Early analysis shows that GLASS – z13 , imaged by the James Webb , originated only 300 million years after the Big Bang.
With only a few days of official activity and more than six months since its launch, the James Webb telescope has already made a series of discoveries that are in the debate of the entire scientific community and the latest one is the observation of one of the first forming galaxies throughout the universe.
According to a new study, the first color photograph published by James Webb shows a galaxy that originated just 300 million years after the Big Bang.
The oldest in the known universe
The galaxy is named GLASS-z13 and, according to a study that can already be seen on ArXiV , it would have formed only 300 million years after the big bang, 100 million years before any galaxy identified to date.
Although GLASS – z13 existed in the earliest era of the universe, its exact age is unknown, as it could have formed anytime within the first 300 million years.
“We’re potentially seeing the most distant starlight anyone has ever seen,” said Rohan Naidu of the Harvard Center for Astrophysics.
GLASS – z13 was detected in so-called “early release” data from the orbiting observatory’s main infrared imager, called NIRcam.
When translated from the infrared to the visible spectrum, the galaxy appears as a red patch with white in the center, as part of a larger picture of the distant cosmos called the “deep field.”
Peer review missing
Naidu and his colleagues, a team of 25 astronomers from around the world, have submitted their findings to a scientific journal.

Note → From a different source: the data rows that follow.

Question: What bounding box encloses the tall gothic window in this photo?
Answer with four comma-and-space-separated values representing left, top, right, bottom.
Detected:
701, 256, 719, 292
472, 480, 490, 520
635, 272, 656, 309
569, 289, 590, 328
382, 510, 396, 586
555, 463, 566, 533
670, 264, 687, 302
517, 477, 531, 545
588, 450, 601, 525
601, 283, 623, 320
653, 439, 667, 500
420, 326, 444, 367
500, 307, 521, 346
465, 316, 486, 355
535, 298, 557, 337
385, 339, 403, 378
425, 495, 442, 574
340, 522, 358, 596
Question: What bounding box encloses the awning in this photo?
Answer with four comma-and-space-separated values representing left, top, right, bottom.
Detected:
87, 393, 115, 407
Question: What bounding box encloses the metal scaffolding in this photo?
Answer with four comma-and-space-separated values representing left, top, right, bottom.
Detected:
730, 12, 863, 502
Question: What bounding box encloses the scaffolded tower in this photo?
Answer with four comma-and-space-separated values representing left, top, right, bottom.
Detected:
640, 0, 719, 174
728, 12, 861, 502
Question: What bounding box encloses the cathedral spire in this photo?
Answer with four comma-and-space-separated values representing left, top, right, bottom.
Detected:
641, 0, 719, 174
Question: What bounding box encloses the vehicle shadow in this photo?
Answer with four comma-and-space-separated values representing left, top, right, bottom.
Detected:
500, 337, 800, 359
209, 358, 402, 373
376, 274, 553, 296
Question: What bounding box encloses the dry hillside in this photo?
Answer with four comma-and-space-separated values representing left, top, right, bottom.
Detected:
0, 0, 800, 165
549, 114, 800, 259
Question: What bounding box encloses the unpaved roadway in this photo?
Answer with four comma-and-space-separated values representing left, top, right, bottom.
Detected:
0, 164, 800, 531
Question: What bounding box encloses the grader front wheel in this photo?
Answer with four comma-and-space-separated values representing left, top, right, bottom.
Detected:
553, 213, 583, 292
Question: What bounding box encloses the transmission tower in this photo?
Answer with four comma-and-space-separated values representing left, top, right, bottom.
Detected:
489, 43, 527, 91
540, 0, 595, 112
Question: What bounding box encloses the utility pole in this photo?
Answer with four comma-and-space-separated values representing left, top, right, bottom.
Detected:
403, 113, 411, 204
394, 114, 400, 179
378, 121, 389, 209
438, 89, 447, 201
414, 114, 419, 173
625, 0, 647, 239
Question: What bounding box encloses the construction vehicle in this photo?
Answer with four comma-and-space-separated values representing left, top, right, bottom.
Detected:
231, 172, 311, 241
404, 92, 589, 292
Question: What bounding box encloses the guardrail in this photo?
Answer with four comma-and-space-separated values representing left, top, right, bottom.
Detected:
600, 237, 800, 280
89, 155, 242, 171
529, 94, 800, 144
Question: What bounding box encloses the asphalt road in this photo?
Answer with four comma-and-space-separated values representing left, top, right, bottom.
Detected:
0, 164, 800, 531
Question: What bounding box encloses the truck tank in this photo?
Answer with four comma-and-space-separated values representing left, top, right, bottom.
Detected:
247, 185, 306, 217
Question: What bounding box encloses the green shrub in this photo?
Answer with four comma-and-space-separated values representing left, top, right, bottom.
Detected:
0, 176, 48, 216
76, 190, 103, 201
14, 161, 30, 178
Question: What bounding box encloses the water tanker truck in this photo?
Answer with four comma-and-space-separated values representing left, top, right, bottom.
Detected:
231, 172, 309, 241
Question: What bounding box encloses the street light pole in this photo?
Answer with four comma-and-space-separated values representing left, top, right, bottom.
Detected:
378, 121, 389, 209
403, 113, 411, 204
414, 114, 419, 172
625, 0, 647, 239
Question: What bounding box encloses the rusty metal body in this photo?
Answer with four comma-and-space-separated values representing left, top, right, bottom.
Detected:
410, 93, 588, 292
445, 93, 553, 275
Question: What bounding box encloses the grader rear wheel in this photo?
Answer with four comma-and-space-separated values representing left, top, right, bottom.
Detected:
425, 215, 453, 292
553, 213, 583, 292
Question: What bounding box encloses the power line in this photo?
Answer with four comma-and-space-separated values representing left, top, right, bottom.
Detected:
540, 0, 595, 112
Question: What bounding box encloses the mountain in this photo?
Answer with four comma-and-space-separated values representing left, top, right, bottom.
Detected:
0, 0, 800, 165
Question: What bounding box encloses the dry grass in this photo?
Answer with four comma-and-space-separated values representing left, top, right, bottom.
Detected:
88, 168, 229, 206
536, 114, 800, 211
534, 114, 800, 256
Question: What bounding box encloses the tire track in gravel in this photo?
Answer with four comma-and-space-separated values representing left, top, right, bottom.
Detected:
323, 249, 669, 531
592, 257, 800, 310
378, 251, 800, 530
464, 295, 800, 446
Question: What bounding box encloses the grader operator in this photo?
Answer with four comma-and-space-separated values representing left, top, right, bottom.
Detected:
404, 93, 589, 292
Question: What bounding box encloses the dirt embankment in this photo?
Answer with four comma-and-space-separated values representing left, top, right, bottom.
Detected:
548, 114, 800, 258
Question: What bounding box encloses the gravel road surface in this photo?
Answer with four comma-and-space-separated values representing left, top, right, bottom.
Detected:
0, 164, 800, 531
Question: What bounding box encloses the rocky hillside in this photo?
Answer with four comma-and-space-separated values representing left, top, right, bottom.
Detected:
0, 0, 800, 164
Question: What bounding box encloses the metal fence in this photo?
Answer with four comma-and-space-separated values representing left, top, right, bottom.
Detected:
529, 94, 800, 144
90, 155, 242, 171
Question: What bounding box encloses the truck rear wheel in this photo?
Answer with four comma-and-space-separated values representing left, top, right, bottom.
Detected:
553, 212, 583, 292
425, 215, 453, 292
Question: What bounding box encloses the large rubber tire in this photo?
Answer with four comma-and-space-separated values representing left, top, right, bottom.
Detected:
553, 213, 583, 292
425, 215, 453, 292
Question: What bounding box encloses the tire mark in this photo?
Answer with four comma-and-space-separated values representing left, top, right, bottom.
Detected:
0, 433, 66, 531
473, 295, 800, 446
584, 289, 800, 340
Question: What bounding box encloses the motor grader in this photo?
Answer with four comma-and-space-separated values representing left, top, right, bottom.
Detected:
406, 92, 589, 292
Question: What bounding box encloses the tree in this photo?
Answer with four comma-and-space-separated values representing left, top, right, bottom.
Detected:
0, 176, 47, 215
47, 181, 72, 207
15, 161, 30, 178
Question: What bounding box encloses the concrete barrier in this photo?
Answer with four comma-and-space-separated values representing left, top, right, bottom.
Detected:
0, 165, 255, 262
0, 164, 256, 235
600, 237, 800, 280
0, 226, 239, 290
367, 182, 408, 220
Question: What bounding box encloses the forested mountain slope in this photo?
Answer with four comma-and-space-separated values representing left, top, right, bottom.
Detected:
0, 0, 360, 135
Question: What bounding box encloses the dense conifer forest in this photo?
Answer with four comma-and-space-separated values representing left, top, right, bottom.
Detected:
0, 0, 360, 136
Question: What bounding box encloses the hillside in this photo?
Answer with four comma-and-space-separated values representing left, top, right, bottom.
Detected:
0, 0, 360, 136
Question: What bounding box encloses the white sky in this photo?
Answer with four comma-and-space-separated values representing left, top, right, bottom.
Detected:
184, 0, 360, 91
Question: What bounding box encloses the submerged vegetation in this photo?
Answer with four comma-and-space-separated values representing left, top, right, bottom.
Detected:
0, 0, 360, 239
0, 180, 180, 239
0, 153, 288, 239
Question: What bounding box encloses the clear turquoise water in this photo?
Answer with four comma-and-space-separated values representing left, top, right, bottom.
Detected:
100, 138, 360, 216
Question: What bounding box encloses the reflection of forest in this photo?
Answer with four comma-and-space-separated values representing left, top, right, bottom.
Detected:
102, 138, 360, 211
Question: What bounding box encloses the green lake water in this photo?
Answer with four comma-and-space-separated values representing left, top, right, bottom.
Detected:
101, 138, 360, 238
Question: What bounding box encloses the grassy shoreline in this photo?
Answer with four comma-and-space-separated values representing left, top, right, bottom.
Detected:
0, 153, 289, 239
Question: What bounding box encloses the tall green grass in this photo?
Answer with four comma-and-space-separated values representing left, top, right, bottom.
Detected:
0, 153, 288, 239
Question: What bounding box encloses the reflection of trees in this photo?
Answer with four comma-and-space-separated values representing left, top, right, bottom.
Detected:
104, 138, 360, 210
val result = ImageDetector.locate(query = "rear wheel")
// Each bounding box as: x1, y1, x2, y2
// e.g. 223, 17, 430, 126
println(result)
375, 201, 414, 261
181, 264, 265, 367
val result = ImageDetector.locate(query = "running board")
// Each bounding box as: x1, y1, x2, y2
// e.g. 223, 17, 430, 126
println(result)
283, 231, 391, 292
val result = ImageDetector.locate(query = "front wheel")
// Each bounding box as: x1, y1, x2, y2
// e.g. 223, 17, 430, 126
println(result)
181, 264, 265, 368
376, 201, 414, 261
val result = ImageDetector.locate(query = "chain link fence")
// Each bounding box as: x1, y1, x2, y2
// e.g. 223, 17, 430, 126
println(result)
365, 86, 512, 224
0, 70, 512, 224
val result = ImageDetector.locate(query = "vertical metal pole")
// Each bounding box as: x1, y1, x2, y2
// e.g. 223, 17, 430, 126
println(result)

By using data collected through different infrared filters pointed at the same region of space, they were able to detect where these photon falls occurred, from which they inferred the presence of these more distant galaxies .
For example, the galaxy has the mass of a billion suns, which is “potentially very surprising, and that’s something we don’t really understand” given how little time it formed after the Big Bang, Naidu said.
For now, the research is published on a “preprint” server, so it comes with the caveat that it hasn’t been peer-reviewed yet, but it has already thrown the global astronomical community into an uproar.